A brand new recommendation has been submitted to the upper house of parliament Senate Standing Committee on Finance regarding ceasing the circulation of the Rs 5,000 note. Hazards associated with the said currency note were pointed out by some members of the Senate of Pakistan the PTI’s Senator Mohsin Aziz, who argued that the circulation of this currency note would fuel the increase in the so-called cash economy. The proposal has drawn a lot of controversy about what it might mean for the economy and transactions in everyday life.
A Move to Curb Cash Economy
This draws the attention of the House towards the fact that sovereign notes such as Rs 5,000 notes have supported a cash economy in Pakistan. According to him, this move fuels non-transparency of financial transactions. FBR has been heavily challenged for less effort towards ensuring financial inclusion and encouraging people to adopt digitization adoption. The reform, if adopted, will bring the country close to a more extensively controlled economy by limiting the use of huge cash-based deals.
However, the concept has left its controversy. Critics of the decision have insisted that while the Rs 5,000 note is an ideal form of currency for large-value transactions hence discontinuing it will add more inconvenience in transactional activities. Thus such changes could increase the discomfort of the public regarding the monetary policy as Pakistan goes on with the inflation fight. This plan has fostered further discussions towards understanding the conflict between physical and electronic monetary networks.

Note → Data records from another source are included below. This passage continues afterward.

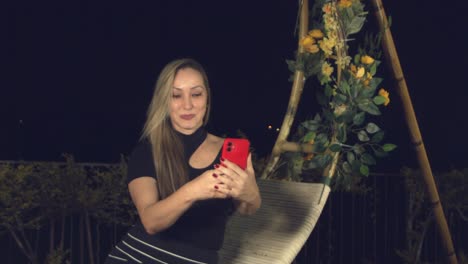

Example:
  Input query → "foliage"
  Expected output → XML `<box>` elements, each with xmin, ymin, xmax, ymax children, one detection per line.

<box><xmin>0</xmin><ymin>155</ymin><xmax>136</xmax><ymax>263</ymax></box>
<box><xmin>287</xmin><ymin>0</ymin><xmax>396</xmax><ymax>190</ymax></box>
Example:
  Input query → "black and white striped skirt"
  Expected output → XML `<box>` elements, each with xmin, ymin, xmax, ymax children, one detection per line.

<box><xmin>105</xmin><ymin>225</ymin><xmax>218</xmax><ymax>264</ymax></box>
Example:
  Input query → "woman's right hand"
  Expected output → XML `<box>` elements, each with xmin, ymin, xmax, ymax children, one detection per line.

<box><xmin>184</xmin><ymin>170</ymin><xmax>228</xmax><ymax>200</ymax></box>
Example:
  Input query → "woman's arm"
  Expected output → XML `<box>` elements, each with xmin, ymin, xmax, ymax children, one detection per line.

<box><xmin>128</xmin><ymin>170</ymin><xmax>227</xmax><ymax>234</ymax></box>
<box><xmin>128</xmin><ymin>177</ymin><xmax>195</xmax><ymax>234</ymax></box>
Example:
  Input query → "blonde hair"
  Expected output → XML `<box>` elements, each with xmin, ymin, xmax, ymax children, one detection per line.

<box><xmin>142</xmin><ymin>59</ymin><xmax>211</xmax><ymax>199</ymax></box>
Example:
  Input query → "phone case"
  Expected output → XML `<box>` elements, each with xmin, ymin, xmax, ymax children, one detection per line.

<box><xmin>221</xmin><ymin>138</ymin><xmax>250</xmax><ymax>170</ymax></box>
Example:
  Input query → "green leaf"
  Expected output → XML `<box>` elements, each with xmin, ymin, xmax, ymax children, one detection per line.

<box><xmin>353</xmin><ymin>144</ymin><xmax>366</xmax><ymax>155</ymax></box>
<box><xmin>368</xmin><ymin>77</ymin><xmax>383</xmax><ymax>92</ymax></box>
<box><xmin>359</xmin><ymin>164</ymin><xmax>369</xmax><ymax>177</ymax></box>
<box><xmin>304</xmin><ymin>131</ymin><xmax>316</xmax><ymax>143</ymax></box>
<box><xmin>382</xmin><ymin>144</ymin><xmax>397</xmax><ymax>152</ymax></box>
<box><xmin>346</xmin><ymin>151</ymin><xmax>356</xmax><ymax>163</ymax></box>
<box><xmin>311</xmin><ymin>154</ymin><xmax>332</xmax><ymax>168</ymax></box>
<box><xmin>314</xmin><ymin>113</ymin><xmax>322</xmax><ymax>122</ymax></box>
<box><xmin>334</xmin><ymin>93</ymin><xmax>348</xmax><ymax>105</ymax></box>
<box><xmin>324</xmin><ymin>84</ymin><xmax>333</xmax><ymax>97</ymax></box>
<box><xmin>315</xmin><ymin>133</ymin><xmax>328</xmax><ymax>143</ymax></box>
<box><xmin>374</xmin><ymin>147</ymin><xmax>388</xmax><ymax>158</ymax></box>
<box><xmin>353</xmin><ymin>112</ymin><xmax>366</xmax><ymax>126</ymax></box>
<box><xmin>315</xmin><ymin>91</ymin><xmax>328</xmax><ymax>107</ymax></box>
<box><xmin>341</xmin><ymin>161</ymin><xmax>353</xmax><ymax>173</ymax></box>
<box><xmin>351</xmin><ymin>160</ymin><xmax>361</xmax><ymax>173</ymax></box>
<box><xmin>361</xmin><ymin>153</ymin><xmax>376</xmax><ymax>165</ymax></box>
<box><xmin>366</xmin><ymin>122</ymin><xmax>380</xmax><ymax>134</ymax></box>
<box><xmin>323</xmin><ymin>110</ymin><xmax>335</xmax><ymax>121</ymax></box>
<box><xmin>346</xmin><ymin>16</ymin><xmax>366</xmax><ymax>35</ymax></box>
<box><xmin>337</xmin><ymin>124</ymin><xmax>347</xmax><ymax>142</ymax></box>
<box><xmin>371</xmin><ymin>131</ymin><xmax>384</xmax><ymax>143</ymax></box>
<box><xmin>301</xmin><ymin>120</ymin><xmax>320</xmax><ymax>131</ymax></box>
<box><xmin>354</xmin><ymin>53</ymin><xmax>361</xmax><ymax>65</ymax></box>
<box><xmin>358</xmin><ymin>130</ymin><xmax>370</xmax><ymax>142</ymax></box>
<box><xmin>339</xmin><ymin>80</ymin><xmax>350</xmax><ymax>94</ymax></box>
<box><xmin>372</xmin><ymin>95</ymin><xmax>387</xmax><ymax>105</ymax></box>
<box><xmin>369</xmin><ymin>60</ymin><xmax>377</xmax><ymax>76</ymax></box>
<box><xmin>358</xmin><ymin>99</ymin><xmax>381</xmax><ymax>115</ymax></box>
<box><xmin>330</xmin><ymin>144</ymin><xmax>341</xmax><ymax>152</ymax></box>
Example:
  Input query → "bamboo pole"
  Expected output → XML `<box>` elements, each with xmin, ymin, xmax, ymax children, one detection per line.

<box><xmin>260</xmin><ymin>0</ymin><xmax>309</xmax><ymax>179</ymax></box>
<box><xmin>371</xmin><ymin>0</ymin><xmax>458</xmax><ymax>264</ymax></box>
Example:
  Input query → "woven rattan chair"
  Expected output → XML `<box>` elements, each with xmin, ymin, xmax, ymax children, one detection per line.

<box><xmin>220</xmin><ymin>180</ymin><xmax>330</xmax><ymax>264</ymax></box>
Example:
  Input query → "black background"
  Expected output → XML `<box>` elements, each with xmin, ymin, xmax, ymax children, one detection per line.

<box><xmin>0</xmin><ymin>0</ymin><xmax>468</xmax><ymax>171</ymax></box>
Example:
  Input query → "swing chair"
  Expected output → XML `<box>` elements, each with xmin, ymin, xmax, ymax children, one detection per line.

<box><xmin>219</xmin><ymin>0</ymin><xmax>458</xmax><ymax>264</ymax></box>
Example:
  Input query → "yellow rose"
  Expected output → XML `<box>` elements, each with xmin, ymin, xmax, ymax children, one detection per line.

<box><xmin>333</xmin><ymin>104</ymin><xmax>347</xmax><ymax>116</ymax></box>
<box><xmin>307</xmin><ymin>29</ymin><xmax>323</xmax><ymax>39</ymax></box>
<box><xmin>300</xmin><ymin>36</ymin><xmax>315</xmax><ymax>46</ymax></box>
<box><xmin>319</xmin><ymin>38</ymin><xmax>336</xmax><ymax>55</ymax></box>
<box><xmin>356</xmin><ymin>67</ymin><xmax>366</xmax><ymax>79</ymax></box>
<box><xmin>322</xmin><ymin>4</ymin><xmax>332</xmax><ymax>14</ymax></box>
<box><xmin>379</xmin><ymin>88</ymin><xmax>390</xmax><ymax>106</ymax></box>
<box><xmin>361</xmin><ymin>55</ymin><xmax>374</xmax><ymax>65</ymax></box>
<box><xmin>338</xmin><ymin>0</ymin><xmax>353</xmax><ymax>7</ymax></box>
<box><xmin>363</xmin><ymin>72</ymin><xmax>372</xmax><ymax>87</ymax></box>
<box><xmin>299</xmin><ymin>36</ymin><xmax>319</xmax><ymax>53</ymax></box>
<box><xmin>322</xmin><ymin>62</ymin><xmax>333</xmax><ymax>77</ymax></box>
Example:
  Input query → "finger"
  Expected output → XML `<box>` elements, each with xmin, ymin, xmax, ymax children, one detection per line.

<box><xmin>215</xmin><ymin>164</ymin><xmax>240</xmax><ymax>183</ymax></box>
<box><xmin>215</xmin><ymin>185</ymin><xmax>231</xmax><ymax>197</ymax></box>
<box><xmin>221</xmin><ymin>158</ymin><xmax>244</xmax><ymax>175</ymax></box>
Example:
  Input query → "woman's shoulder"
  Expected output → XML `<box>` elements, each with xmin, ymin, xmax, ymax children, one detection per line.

<box><xmin>206</xmin><ymin>133</ymin><xmax>224</xmax><ymax>147</ymax></box>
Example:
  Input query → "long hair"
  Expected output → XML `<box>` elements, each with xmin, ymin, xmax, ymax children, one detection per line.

<box><xmin>142</xmin><ymin>59</ymin><xmax>211</xmax><ymax>199</ymax></box>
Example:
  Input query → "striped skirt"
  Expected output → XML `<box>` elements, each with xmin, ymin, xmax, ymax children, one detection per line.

Changes to Tax Laws and Banking Accounts
Besides, the Senate Standing Committee has endorsed another important amendment to tax laws apart from the currency note proposal. This amendment aims at preventing people who have not filed income tax returns from managing current or savings accounts. As outlined by Senator Aziz, with the new law in place, only unregistered persons will be allowed to continue to use ‘Asaan Accounts,’ which also eschew elaborate features denying its user many elaborate transactional privileges.
According to the FBR, the government will not burden most of the people since only 10% of the population will be impacted. The move is expected to enhance tax compliance and reduce evasion since only those people who file their taxes will be allowed to engage in banking activities. The necessity of this decision is criticized by the opiners who state that many people from the unregistered population will cease to recognize official actions as suitable for business.